Ambling about the bijou interior, Aykut expounds on the art of Zaptçıoğlu, relating her affinities to cohort Leyla Gediz, which is especially clear in her sole ceramic work, with its tufts of petrified flame exuding the character of its making. To roving eyes with a weakness for critical comparison, the supernatural primitivism of Henri Rousseau speaks through her work, as is particularly visible in her painting depicting the spiny trunk and thin leaves of a tropical tree cast against a dimly lit grey, indigo background. It has motifs that appear on her other canvases, asserting the qualities of earth, as one of the primary elements of mythical creation. Another of her earth scenes is deeply influenced by the portraiture of Erdok, as she presents the defeat of a monster who could exist in the children's book "Where the Wild Things Are." Immersed in a near-opaque pool swimming with a serpentine monster, her embedded portraits surface anew from the element of water bearing a visage of gorgeous innocence, a sentiment that runs parallel with her traces of Naive post-impressionism.
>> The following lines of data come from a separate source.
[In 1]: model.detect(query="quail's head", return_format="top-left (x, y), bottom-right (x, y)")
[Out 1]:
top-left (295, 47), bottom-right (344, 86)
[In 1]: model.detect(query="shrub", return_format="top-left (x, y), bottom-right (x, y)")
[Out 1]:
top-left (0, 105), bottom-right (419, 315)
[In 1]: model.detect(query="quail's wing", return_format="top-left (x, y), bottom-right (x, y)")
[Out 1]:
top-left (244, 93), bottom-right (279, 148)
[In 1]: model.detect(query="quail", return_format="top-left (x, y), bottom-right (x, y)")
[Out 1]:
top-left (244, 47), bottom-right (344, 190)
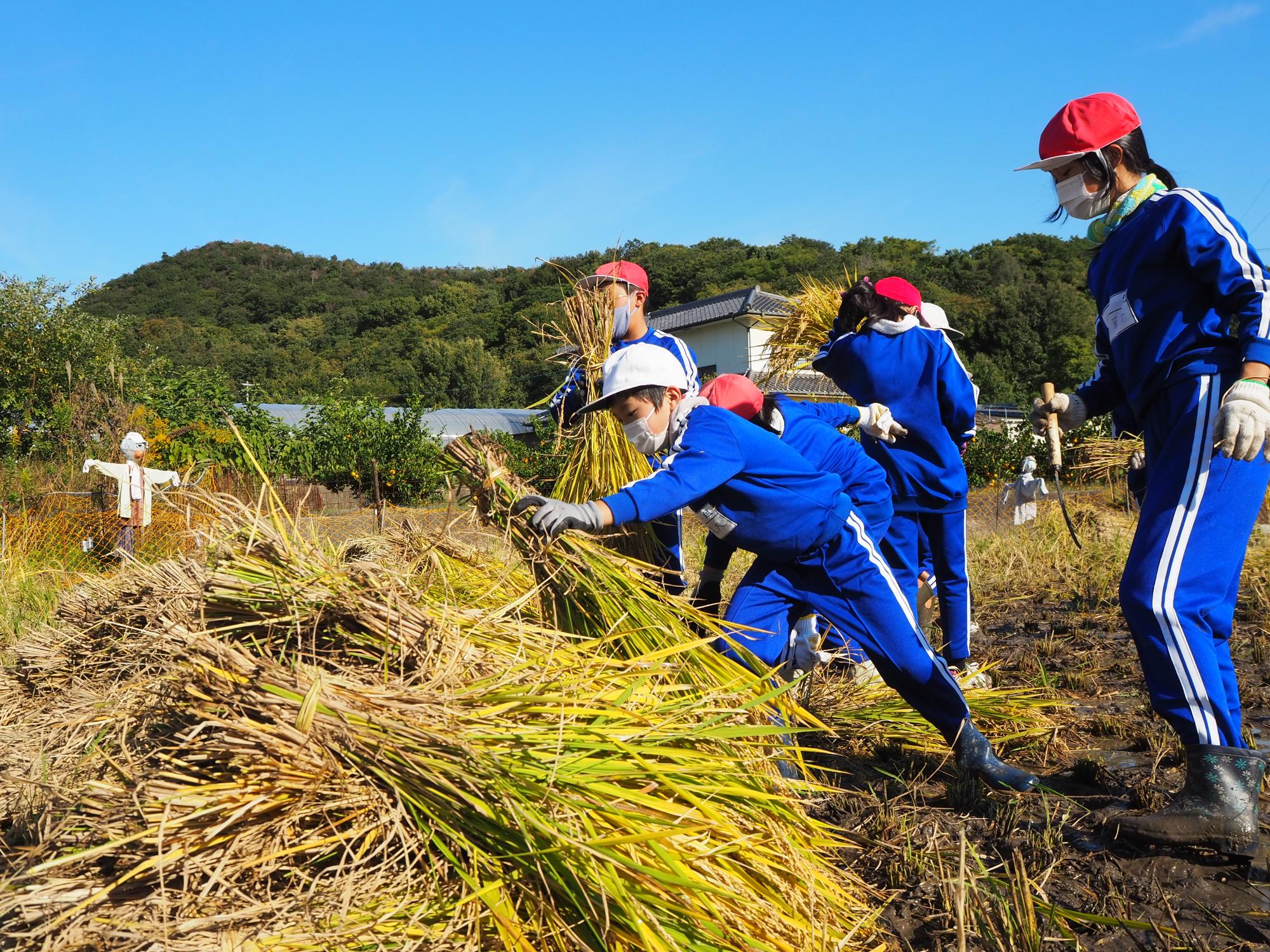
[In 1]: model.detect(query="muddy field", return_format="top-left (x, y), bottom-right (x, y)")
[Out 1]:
top-left (803, 543), bottom-right (1270, 949)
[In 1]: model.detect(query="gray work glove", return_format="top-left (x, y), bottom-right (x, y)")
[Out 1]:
top-left (780, 614), bottom-right (833, 680)
top-left (1031, 393), bottom-right (1090, 437)
top-left (1215, 380), bottom-right (1270, 463)
top-left (860, 404), bottom-right (908, 443)
top-left (512, 496), bottom-right (605, 538)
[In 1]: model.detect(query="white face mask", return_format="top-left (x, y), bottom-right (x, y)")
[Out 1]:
top-left (622, 410), bottom-right (667, 456)
top-left (1055, 171), bottom-right (1111, 218)
top-left (613, 300), bottom-right (631, 340)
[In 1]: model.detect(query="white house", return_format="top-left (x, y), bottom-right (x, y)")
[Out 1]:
top-left (648, 284), bottom-right (845, 400)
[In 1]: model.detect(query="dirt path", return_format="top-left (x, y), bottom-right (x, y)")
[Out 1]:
top-left (808, 604), bottom-right (1270, 949)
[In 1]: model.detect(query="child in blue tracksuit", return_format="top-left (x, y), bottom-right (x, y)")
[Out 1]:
top-left (1025, 93), bottom-right (1270, 853)
top-left (547, 261), bottom-right (701, 595)
top-left (693, 373), bottom-right (892, 664)
top-left (812, 278), bottom-right (977, 669)
top-left (517, 345), bottom-right (1036, 790)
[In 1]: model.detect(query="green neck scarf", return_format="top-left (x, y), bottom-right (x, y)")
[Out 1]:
top-left (1086, 173), bottom-right (1168, 248)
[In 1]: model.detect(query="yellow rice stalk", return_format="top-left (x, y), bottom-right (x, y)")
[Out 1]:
top-left (446, 433), bottom-right (818, 721)
top-left (0, 586), bottom-right (875, 952)
top-left (542, 275), bottom-right (659, 562)
top-left (808, 666), bottom-right (1069, 754)
top-left (1068, 437), bottom-right (1144, 482)
top-left (762, 270), bottom-right (859, 374)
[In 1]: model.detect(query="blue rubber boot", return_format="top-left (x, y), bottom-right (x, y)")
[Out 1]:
top-left (952, 718), bottom-right (1040, 793)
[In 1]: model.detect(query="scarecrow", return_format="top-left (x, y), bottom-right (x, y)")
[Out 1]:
top-left (1001, 456), bottom-right (1049, 526)
top-left (84, 432), bottom-right (180, 555)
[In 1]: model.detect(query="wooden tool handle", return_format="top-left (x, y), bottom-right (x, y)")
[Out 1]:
top-left (1040, 381), bottom-right (1063, 472)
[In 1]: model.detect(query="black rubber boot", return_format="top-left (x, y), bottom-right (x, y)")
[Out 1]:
top-left (952, 718), bottom-right (1040, 793)
top-left (1114, 744), bottom-right (1266, 856)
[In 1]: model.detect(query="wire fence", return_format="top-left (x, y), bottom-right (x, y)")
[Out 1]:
top-left (0, 477), bottom-right (1270, 572)
top-left (0, 480), bottom-right (478, 572)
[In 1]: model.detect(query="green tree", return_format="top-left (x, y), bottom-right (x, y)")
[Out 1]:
top-left (0, 274), bottom-right (121, 433)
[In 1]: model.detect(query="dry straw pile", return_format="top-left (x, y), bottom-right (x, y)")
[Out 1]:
top-left (0, 442), bottom-right (879, 949)
top-left (0, 282), bottom-right (1049, 952)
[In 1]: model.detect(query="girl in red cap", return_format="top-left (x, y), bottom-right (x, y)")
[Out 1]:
top-left (812, 278), bottom-right (978, 677)
top-left (1024, 93), bottom-right (1270, 854)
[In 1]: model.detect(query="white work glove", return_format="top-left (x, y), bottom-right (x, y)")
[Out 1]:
top-left (780, 614), bottom-right (833, 680)
top-left (1031, 393), bottom-right (1090, 437)
top-left (512, 495), bottom-right (603, 538)
top-left (860, 404), bottom-right (908, 443)
top-left (1217, 380), bottom-right (1270, 463)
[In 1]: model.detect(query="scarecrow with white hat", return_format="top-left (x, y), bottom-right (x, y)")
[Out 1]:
top-left (84, 430), bottom-right (180, 555)
top-left (1001, 456), bottom-right (1049, 526)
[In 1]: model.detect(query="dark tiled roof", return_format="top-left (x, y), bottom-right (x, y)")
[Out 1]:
top-left (756, 371), bottom-right (848, 400)
top-left (648, 284), bottom-right (794, 331)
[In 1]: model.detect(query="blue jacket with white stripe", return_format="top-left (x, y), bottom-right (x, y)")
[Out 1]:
top-left (547, 327), bottom-right (701, 423)
top-left (1077, 188), bottom-right (1270, 418)
top-left (705, 393), bottom-right (893, 569)
top-left (812, 317), bottom-right (977, 513)
top-left (603, 404), bottom-right (851, 562)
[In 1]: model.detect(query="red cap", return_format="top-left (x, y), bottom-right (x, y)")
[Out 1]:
top-left (578, 261), bottom-right (648, 294)
top-left (874, 278), bottom-right (922, 310)
top-left (701, 373), bottom-right (763, 420)
top-left (1015, 93), bottom-right (1142, 171)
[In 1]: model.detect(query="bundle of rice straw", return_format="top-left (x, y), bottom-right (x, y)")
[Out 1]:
top-left (0, 487), bottom-right (880, 952)
top-left (762, 272), bottom-right (856, 376)
top-left (542, 275), bottom-right (660, 564)
top-left (1068, 435), bottom-right (1146, 482)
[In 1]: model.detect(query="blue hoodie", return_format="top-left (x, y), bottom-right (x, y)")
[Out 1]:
top-left (603, 404), bottom-right (851, 562)
top-left (812, 317), bottom-right (977, 513)
top-left (1072, 188), bottom-right (1270, 418)
top-left (705, 393), bottom-right (893, 569)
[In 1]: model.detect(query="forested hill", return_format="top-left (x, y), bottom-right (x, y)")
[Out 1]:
top-left (81, 235), bottom-right (1093, 406)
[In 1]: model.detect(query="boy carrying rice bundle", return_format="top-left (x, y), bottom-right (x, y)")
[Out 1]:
top-left (517, 344), bottom-right (1039, 791)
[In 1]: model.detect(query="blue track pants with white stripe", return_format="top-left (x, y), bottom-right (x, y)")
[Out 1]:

Visionary in her talent for fusing the psychological complexities of human expression with the mythological forms of the archaic, preliterate imagination, she sculpted clay, plaster, and glue over a wooden plinth to shape the two-faced head of a chimera, one born of the fog that thickens where history fades over that bold shroud of early Greek civilization still worn by the West as a matter of cultural pride in the philosophical triumph of reason. And yet, the artist and specifically the paintings of Zaptçıoğlu appear as in a vision from beyond, reminding the obscurest corners of the brain that there are greater passions and realities that snake and unwind through the passages of every thought. In a distinctly broad canvas likened to the expansive oils of Tarık Töre, the chimera returns, transmogrified under her hand from its midsection into the upper body of a gazelle as it lays shrieking and clouded under an environment destroyed by the element of fire. Its setting is inspired by Çıralı village in the Lycian region on the southwest coast of Turkey where permanent gas vents pervade a burning landscape under peaks named after the Olympus and Chimera of old.